店舗に貼り出された求人情報を見た人たちからは、SNSで「松屋に深夜限定社員の募集が出てた」「店舗のトイレにあった」などと話題にあげられているところ。深夜限定社員の創設や募集の背景、さらには募集の“成果”について、松屋フーズに話を聞いた。
「年収375万円以上」「賞与2回」「奨学金返還支援」
東京・文京区にある松屋の店舗入り口に貼られていた求人情報には「深夜限定社員募集」とある。内容には「年収375万円以上」「賞与2回」「奨学金返還支援(代理返還)制度」といった文字が並ぶ。勤務時間は21時から9時までの間で1日実働8時間程度、休日は月に9~10回。勤務場所は自宅から通える近隣エリア店舗だ。
松屋の中途採用サイトによると、深夜限定社員の正式名称は「夜間限定店舗スタッフ」。「慣れれば日中に家族との時間や自分の時間を確保するなどリズムを保って活躍可能です♪ 転居を伴う転勤もありません!」と、職種の魅力や働きやすさがアピールされている。
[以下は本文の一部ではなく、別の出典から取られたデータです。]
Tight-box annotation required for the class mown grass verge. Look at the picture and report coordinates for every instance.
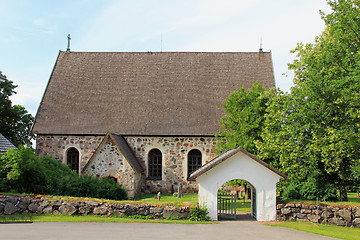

松屋フーズ・松屋事業部事業推進部事業サポートGの担当者によれば、深夜限定社員の求人が始まったのは約2年前。その誕生経緯について担当者は、「深夜帯の人員確保の難しさと、その時間帯で安定的に勤務できる人材ニーズへの対応という2つの背景から生まれました」と話す。
「深夜時間帯は、アルバイト採用のハードルが高く、突発的な欠勤や短期離職が頻発していたことから、固定勤務できる専任社員を設けることで、現場の安定化を図ることが目的でした」(担当者、以下「」内同)
帝国データバンクの「人手不足に対する企業の動向調査2025年4月」でも、非正社員では「飲食店」が65.3%となり、業種別で最も高い。担当者は、実際に同社でも「特定の時間帯や立地条件の厳しい店舗で、人手不足を感じる場面があります」と前置きしたうえで、特に「深夜帯(22時~翌5時)は学生アルバイトが避ける傾向が強く、欠員が埋まりにくい」とその実情を明かす。